The Chair of the Federal Reserve is in a unique place to change the dynamic of the climate change issue. As a central banker, she can act unilaterally without congressional approval. For example, the UN proposal for a Green Citizen’s Bank, which is meant to provide $100 billion to assist countries impacted by climate change, could quickly become a reality with leadership from Chair Yellen and her global peers. It would shock the climate delegates accustomed to gridlock and indecision to see a decision maker with the Fed’s resources at a UN climate conference.

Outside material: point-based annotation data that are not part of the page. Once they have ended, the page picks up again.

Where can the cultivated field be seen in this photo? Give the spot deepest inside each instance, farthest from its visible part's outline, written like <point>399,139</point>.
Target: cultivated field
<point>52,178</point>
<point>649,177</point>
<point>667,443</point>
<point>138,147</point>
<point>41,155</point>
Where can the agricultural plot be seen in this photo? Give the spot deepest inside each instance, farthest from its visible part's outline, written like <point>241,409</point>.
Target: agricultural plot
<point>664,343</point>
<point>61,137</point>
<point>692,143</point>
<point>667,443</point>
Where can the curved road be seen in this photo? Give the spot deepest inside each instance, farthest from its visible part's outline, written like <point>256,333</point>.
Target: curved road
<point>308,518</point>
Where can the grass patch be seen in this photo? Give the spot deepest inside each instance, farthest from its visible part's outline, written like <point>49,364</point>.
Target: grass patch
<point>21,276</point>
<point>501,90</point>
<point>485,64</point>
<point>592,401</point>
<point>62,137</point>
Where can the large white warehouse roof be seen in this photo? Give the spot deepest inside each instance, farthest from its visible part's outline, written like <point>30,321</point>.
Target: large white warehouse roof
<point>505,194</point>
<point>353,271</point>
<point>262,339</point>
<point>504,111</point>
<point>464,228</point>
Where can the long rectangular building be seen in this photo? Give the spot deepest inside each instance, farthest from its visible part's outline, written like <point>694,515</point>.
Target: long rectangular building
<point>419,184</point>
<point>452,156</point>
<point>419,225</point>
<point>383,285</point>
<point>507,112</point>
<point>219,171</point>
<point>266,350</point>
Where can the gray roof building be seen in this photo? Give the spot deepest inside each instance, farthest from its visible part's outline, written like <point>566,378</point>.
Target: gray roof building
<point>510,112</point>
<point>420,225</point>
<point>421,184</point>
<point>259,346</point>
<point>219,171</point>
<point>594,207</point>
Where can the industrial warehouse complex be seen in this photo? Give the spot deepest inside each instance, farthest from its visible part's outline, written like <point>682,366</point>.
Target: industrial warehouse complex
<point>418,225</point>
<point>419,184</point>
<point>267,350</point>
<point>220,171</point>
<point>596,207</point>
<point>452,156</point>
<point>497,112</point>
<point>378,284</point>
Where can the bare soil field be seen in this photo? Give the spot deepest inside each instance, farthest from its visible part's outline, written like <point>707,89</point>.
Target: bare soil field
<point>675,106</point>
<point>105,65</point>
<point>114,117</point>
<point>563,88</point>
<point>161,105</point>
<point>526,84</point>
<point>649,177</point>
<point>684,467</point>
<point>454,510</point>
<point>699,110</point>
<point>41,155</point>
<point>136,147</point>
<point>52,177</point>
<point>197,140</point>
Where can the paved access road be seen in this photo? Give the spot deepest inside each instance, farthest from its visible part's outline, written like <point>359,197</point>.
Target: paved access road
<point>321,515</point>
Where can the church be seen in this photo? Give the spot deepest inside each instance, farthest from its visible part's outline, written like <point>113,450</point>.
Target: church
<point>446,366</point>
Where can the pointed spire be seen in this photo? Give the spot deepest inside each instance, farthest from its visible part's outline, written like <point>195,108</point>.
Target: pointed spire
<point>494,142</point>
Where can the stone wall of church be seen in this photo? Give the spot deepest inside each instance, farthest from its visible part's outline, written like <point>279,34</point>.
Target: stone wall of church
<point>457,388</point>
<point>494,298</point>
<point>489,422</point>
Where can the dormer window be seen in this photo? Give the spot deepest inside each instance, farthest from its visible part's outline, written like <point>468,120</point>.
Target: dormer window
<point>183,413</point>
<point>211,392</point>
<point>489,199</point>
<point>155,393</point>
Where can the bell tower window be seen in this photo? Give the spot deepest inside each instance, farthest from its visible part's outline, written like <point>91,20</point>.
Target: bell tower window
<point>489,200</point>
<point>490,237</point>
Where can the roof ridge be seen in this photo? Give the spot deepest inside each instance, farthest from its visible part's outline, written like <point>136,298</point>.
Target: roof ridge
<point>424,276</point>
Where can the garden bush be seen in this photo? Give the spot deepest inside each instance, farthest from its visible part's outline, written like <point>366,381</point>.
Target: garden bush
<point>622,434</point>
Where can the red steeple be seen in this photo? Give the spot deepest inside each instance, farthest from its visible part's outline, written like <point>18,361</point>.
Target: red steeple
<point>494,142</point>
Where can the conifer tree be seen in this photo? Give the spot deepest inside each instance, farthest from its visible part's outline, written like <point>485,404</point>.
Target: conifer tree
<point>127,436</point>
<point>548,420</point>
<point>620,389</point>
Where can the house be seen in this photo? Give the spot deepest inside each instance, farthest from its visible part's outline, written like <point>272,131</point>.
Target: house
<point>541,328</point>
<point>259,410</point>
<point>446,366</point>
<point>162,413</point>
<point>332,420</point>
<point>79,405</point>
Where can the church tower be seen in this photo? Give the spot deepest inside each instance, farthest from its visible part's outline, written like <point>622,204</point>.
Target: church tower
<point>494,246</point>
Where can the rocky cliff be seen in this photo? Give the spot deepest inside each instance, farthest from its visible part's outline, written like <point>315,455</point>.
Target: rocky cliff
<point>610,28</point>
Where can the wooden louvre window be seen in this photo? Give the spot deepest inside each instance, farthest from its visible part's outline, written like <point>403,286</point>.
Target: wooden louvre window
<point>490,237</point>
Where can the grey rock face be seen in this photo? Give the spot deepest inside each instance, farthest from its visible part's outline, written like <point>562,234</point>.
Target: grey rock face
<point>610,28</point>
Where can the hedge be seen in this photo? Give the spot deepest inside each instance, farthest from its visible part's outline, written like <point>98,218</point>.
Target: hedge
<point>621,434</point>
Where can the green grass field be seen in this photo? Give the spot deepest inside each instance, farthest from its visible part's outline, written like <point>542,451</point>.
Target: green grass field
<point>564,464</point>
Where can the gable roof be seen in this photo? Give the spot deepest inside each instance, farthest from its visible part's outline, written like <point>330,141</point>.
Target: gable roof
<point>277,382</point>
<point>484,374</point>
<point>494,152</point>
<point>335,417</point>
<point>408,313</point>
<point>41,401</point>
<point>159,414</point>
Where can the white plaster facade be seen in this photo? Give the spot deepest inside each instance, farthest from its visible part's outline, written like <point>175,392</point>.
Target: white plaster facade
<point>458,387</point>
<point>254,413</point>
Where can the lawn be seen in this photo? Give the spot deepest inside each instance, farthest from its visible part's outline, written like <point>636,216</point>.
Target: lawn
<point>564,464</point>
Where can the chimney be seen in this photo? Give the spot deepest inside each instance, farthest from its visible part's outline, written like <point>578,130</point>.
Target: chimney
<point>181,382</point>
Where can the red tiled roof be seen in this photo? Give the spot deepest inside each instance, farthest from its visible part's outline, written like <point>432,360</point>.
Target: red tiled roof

Yellen can arrive in Peru with a policy package consisting of:

  1. Proposing that the U.S. citizen’s dividend be expanded globally, perhaps following the Cap & Share model
  2. Setting a global cap on high-carbon economic growth by regulating the type of bank loans mentioned above
  3. An agreement among the world’s central bankers to begin implementing Contraction & Convergence toward per capita equity in greenhouse gas emissions. The Contraction & Convergence framework would provide for an equitable distribution of the world’s remaining carbon budget.

The Federal Reserve, now in its 100th year, faces more scrutiny and criticism than ever before. Some of that criticism is well-deserved. The Fed has lacked transparency to the public and usually makes policy that benefits Wall Street and the moneyed elite. Janet Yellen is a veteran in the Federal Reserve System, including most recently serving under Bernanke as Vice Chair. Yet she also represents a new era as the first female U.S. central banker. Janet Yellen will have unique powers over economic policy, and she can use her new powers to save the planet. To do so, she will need to add one more item to her 2014 to-do list.

Mike Sandler

Mike Sandler is a climate change and sustainability professional with experience working for nonprofits and government. In 2001 Mike co-founded the Center for Climate Protection based in Sonoma County, California. Non-profits he worked at include Community Clean Water Institute, California Interfaith Power & Light. He assisted local governments in reducing greenhouse gas emissions while at the Sonoma County Regional Climate Protection Authority. Inspired by Peter Barnes and Richard Douthwaite, he spent several years advocating for revenues in the carbon market mechanisms of California’s Global Warming Solutions Act to be returned back to the public as a per capita dividend or share. He has also written on green monetary reform and basic income. Some of his work on carbon pricing may be found at www.carbonshare.org.